An excuse, or a convenient pretext
Why such severity over a mistake valued at 120 dollars? The official explanation never truly comes. The franchise offers no public justification. Rosenberg simply speaks of a “change in direction” and refuses to elaborate.
Rosenberg temporarily assumes the GM role before appointing Jeffrey Cohen for two seasons. The lack of transparency fuels speculation. The stamp affair may have served as a pretext to remove a general manager considered too independent or at odds with ownership. But the abrupt dismissal remains a mystery. To this day, no fully convincing explanation has surfaced.

The comparison with Joe Axelson, Begzos’s predecessor and later successor, highlights the double standard. Despite highly controversial decisions, trading Oscar Robertson to Milwaukee for little, sending Tiny Archibald to the Nets, relocating the franchise from Cincinnati to Kansas City and Omaha, Axelson remained in place for over a decade. He returned as general manager in 1982 and would oversee yet another relocation, to Sacramento in 1985.
Over sixteen years running basketball operations, Axelson’s teams reached the playoffs just four times, never advancing past the first round, compiling a 3–17 postseason record. Begzos, meanwhile, was dismissed over office supplies.
Some unofficial criticisms even blamed him for declining attendance at Kemper Arena, the Kings’ then state-of-the-art venue built in 1973. Except that just weeks before Begzos took the job, the arena’s roof collapsed during a violent storm, exposing major structural flaws in its suspended-roof design. The building was empty at the time, no injuries, but not exactly reassuring for fans considering a return.
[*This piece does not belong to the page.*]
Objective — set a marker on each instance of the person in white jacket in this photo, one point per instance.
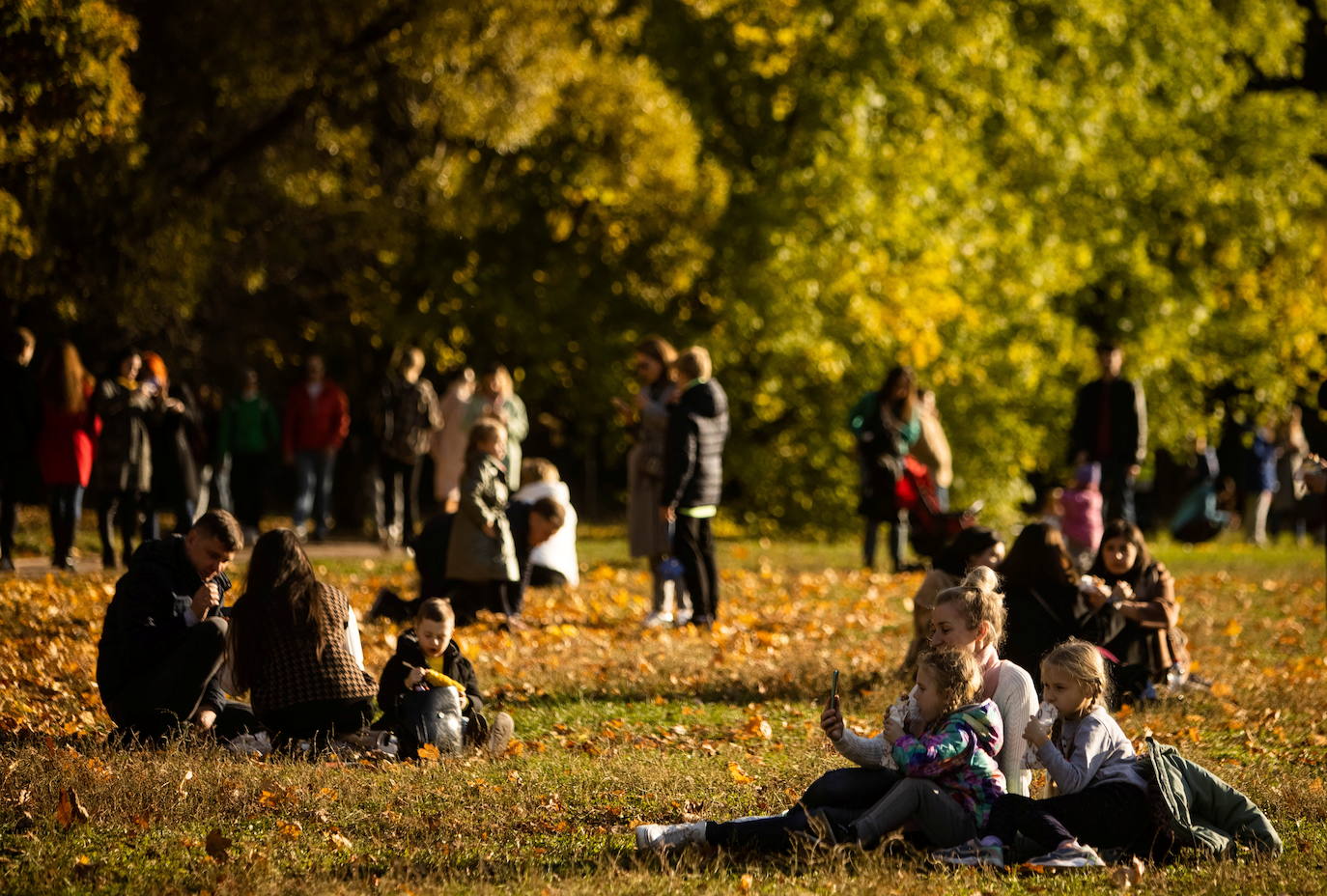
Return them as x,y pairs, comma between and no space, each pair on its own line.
552,563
Was Begzos too independent? Too ambitious? Did he alienate ownership or certain shareholders? Were his methods too borderline? Beyond the stamp affair, hardly a crime of the century, nothing particularly negative ever emerged about his management, either in San Antonio or Kansas City. He was described as authoritarian, but well within the norms of NBA front offices at the time.
The timing raises questions. Just weeks earlier, Begzos had approved a widely criticized trade, sending Bill Robinzine to Cleveland. An unpopular move, not insignificant for the player involved, whose tragic fate I previously detailed here. Still, nothing that remotely justified being thrown out over something as trivial as a minor postage scheme.
After the NBA, after the noise
Begzos does not let it go. He sues the Kings for wrongful termination and wins. Roughly 60,000 dollars are paid as part of a confidential settlement, reflecting a breach of the contract he signed in 1979. He never works in the NBA again.
His post-NBA career includes real estate, a Buffalo cable television channel, and a sports bar in Addison, Texas.
The trouble does not fully end there. In 1982, Begzos again draws legal attention, this time over a more serious insurance fraud case involving a burned property. He had cashed a 20,000-dollar check intended for the bank that held the rights to a fire-damaged house. He pleaded guilty and received one year of probation, narrowly avoiding prison.
John Begzos died in September 2004, at the age of 62. His life extended far beyond the strange episode that would come to define his NBA legacy. A decorated Vietnam veteran, he rarely spoke publicly about his service, and went on to lead several successful careers in sports management, from minor league baseball to the ABA, where he was named Minor League Executive of the Year in 1973 and played a key role in the NBA-ABA merger.

That is the story. Less a state scandal than a case of strangeness and absurdity. Fired over 120 dollars’ worth of used stamps, Begzos never had the chance to steady the self-proclaimed Kings and their cardboard crown. The franchise did not need his help to unravel anyway, continuing to flounder in Kansas City, Omaha, and later Sacramento.